Rishi Sunak Pays Tribute To 'Remarkable' Boris Johnson At Leadership Campaign Launch
4 min read

Tory leadership front runner Rishi Sunak launched his campaign on Tuesday with a tribute to the outgoing Boris Johnson, who he insisted had a "good heart" despite his flaws.

Sunak, who has more Conservative MPs behind him than any other candidate, was joined at his Westminster launch by two new major backers: Deputy Prime Minister Dominic Raab and Grant Shapps, the Transport Secretary, who dropped out of the race to throw his weight behind Sunak.

The former Chancellor sought to pitch himself as the candidate who was being straight with the public about the challenges facing the nation amid criticism from rival leadership teams that he is not matching their pledges to cut tax immediately or quickly.

Sunak said that he would not offer "fairy tales" about the state of the economy, insisting that he would be a tax-cutting Prime Minister once he had "gripped" rising inflation. 

"Once we have gripped inflation, I will get the tax burden down. It is a question of 'when', not 'if'," he told a room of supporters, dotted with senior Conservative MPs including former Tory party chairman Oliver Dowden, ex-Welsh Secretary Simon Hart, and former Chief Whip Sir Gavin Williamson.

In his opening remarks, Sunak described Johnson as "one of the most remarkable people I have ever met" in words that will be interpreted as an olive branch to Conservative MPs who remain steadfastly loyal to the Prime Minister.

"Whatever some commentators may say, he has a good heart," Sunak said.

"Did I disagree with him? Frequently. Is he flawed? Yes, and so are the rest of us.

"What is no longer working?
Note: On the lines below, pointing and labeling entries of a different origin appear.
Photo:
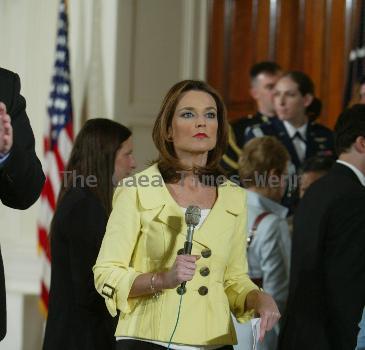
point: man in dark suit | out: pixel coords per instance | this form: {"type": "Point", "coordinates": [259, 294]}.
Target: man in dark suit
{"type": "Point", "coordinates": [327, 278]}
{"type": "Point", "coordinates": [263, 76]}
{"type": "Point", "coordinates": [21, 175]}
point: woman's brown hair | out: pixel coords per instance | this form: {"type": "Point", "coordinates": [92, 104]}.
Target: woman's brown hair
{"type": "Point", "coordinates": [93, 154]}
{"type": "Point", "coordinates": [168, 162]}
{"type": "Point", "coordinates": [259, 156]}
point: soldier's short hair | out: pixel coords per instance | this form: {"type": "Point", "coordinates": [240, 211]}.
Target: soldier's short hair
{"type": "Point", "coordinates": [349, 126]}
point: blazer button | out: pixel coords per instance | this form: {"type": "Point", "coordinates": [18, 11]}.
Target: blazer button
{"type": "Point", "coordinates": [203, 290]}
{"type": "Point", "coordinates": [204, 271]}
{"type": "Point", "coordinates": [206, 253]}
Yes, and that's why I resigned.

"But let me be clear: I will have no part in a rewriting of history that seeks to demonise Boris, exaggerate his faults, or deny his efforts."

Raab, who introduced Sunak on stage, said the former Chancellor was the only candidate to replace Johnson who could beat Keir Starmer's Labour at the next general election.

"To make the very best of this excellent, exciting, inspirational, aspirational agenda that we've got, to unite this brilliant Conservative team, we need a leader who can win," Raab said.

"The reality is, and the polling shows, only Rishi can beat Labour.

"Only Rishi can win with the support of Leave voters and Remain voters.

"Only Rishi can win in the North and in the South, in the blue wall and the red wall."

Hart, who resigned as Welsh Secretary last week, today writes for The House, that Sunak is the best-placed leadership candidate to lead the Tories to victory at the next general election in 2024.

"Who have we in our midst whose offer is as valid in Scotland for a candidate up against the SNP as it might be in Cornwall facing the Lib Dems; or who might resonate in a London suburb as effectively as they might in a tussle with Plaid Cymru in the north Wales countryside," he wrote.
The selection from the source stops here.